Re: There is a Tasks RCU stall warning

From: Steven Rostedt
Date: Wed Apr 12 2017 - 10:43:04 EST


On Wed, 12 Apr 2017 07:19:36 -0700
"Paul E. McKenney" <paulmck@xxxxxxxxxxxxxxxxxx> wrote:

> On Wed, Apr 12, 2017 at 09:18:21AM -0400, Steven Rostedt wrote:
> > On Tue, 11 Apr 2017 20:23:07 -0700
> > "Paul E. McKenney" <paulmck@xxxxxxxxxxxxxxxxxx> wrote:
> >
> > > But another question...
> > >
> > > Suppose someone traced or probed or whatever a call to (say)
> > > cond_resched_rcu_qs(). Wouldn't that put the call to this
> > > function in the trampoline itself? Of course, if this happened,
> > > life would be hard when the trampoline was freed due to
> > > cond_resched_rcu_qs() being a quiescent state.
> >
> > Not at all, because the trampoline happens at the beginning of the
> > function. Not in the guts of it (unless something in the guts was
> > traced). But even then, it should be fine as the change was already
> > made.
> >
> > /* unhook trampoline from function calls */
> > unregister_ftrace_function(my_ops);
> >
> > synchronize_rcu_tasks();
> >
> > kfree(my_ops->trampoline);
> >
> >
> > Thus, once the unregister_ftrace_function() is called, no new entries
> > into the trampoline can happen. The synchronize_rcu_tasks() is to move
> > those that are currently on a trampoline off.
>
> OK, good! (I thought that these things could appear anywhere.)

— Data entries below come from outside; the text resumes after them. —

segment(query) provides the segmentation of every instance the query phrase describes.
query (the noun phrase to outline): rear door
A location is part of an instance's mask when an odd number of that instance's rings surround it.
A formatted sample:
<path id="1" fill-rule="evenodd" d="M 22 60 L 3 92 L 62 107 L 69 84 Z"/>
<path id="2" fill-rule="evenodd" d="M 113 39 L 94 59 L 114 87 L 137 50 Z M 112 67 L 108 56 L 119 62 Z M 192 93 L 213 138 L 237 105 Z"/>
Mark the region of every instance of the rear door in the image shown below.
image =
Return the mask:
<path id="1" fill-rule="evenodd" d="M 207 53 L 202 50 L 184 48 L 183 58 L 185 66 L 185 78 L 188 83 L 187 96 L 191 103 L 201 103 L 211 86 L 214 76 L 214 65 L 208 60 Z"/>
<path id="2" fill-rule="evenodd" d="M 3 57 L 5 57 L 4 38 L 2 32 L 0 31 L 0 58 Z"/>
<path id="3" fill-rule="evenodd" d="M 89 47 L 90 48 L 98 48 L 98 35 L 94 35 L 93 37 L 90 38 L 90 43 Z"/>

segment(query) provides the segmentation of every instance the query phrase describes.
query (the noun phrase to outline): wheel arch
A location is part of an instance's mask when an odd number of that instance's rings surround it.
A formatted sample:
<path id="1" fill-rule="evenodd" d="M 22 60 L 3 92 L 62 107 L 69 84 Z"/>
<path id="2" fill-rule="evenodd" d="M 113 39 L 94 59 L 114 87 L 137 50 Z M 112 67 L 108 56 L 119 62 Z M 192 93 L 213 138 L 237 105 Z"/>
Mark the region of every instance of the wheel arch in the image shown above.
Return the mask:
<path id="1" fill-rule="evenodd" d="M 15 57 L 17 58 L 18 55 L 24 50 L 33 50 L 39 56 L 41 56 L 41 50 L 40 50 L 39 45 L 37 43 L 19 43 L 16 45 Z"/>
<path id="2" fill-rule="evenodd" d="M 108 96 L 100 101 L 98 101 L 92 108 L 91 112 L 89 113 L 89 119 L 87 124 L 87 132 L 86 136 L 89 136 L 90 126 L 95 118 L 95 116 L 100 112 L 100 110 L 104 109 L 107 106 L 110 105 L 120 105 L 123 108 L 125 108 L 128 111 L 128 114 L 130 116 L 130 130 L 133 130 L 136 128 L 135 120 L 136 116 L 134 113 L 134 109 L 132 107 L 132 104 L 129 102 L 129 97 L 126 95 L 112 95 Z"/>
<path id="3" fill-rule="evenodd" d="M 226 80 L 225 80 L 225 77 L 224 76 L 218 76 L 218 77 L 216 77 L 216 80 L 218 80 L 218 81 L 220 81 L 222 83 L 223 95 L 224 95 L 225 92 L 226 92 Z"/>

Well the trampolines pretty much can, but they are removed before
calling synchronize_rcu_tasks(), and nothing can enter the trampoline
when that is called.

>
> If it ever becomes necessary, I suppose you could have a function
> call as the very last thing on a trampoline. Do the (off-trampoline)
> return-address push, jump at the function, and that is the last need
> for the trampoline.

The point of trampolines is to optimize the function hooks, added
features will kill that optimization. But then it gets even more
complex. The trampolines are written in assembly and do special reg
savings in order to call C code. And it needs to restore back to the
original state before calling back to the function being traced. Thus,
anything at the end of the trampoline will need to be written in
assembly. Not sure writing RCU code in assembly would be much fun.


>
> Assuming that the called function doesn't try accessing the code
> surrounding the call, but that would be a problem in any case.
>
> > Is there a way that a task could be in the middle of
> > cond_resched_rcu_qs() and get preempted by something while on the
> > ftrace trampoline, then the above "unregister_ftrace_function()" and
> > "synchronize_rcu_tasks()" can be called and finish, while the one task
> > is still on the trampoline and never finished the cond_resched_rcu_qs()?
>
> Well, if the kernel being ftraced is a guest OS and the hypervisor
> preempts it at just that point...

Not sure what you mean by the above. You mean the hypervisor running
ftrace on the guest OS? Or just a long pause on the guest OS (could
also be an NMI). But in any case, we don't care about long pauses. We
care about tasks going to sleep while on the trampoline, and the ftrace
code that does the schedule_on_each_cpu() missing that task, because it
was preempted, and not effected by the schedule_on_each_cpu() call.

>
> > > Or is there something that takes care to avoid putting calls to
> > > this sort of function (and calls to any function calling this sort
> > > of function, directly or indirectly) into a trampoline?
> >
> > The question is, if its on the trampoline in one of theses functions
> > when synchronize_rcu_tasks() is called, will it still be on the
> > trampoline when that returns?
>
> If the function's return address is within the trampoline, it seems to
> me that bad things could happen.

Not sure what you mean by the above. One should never be tracing within
a trampoline, or calling synchronize_rcu_tasks() in one. The trampoline
could be called from any context, including NMI.

-- Steve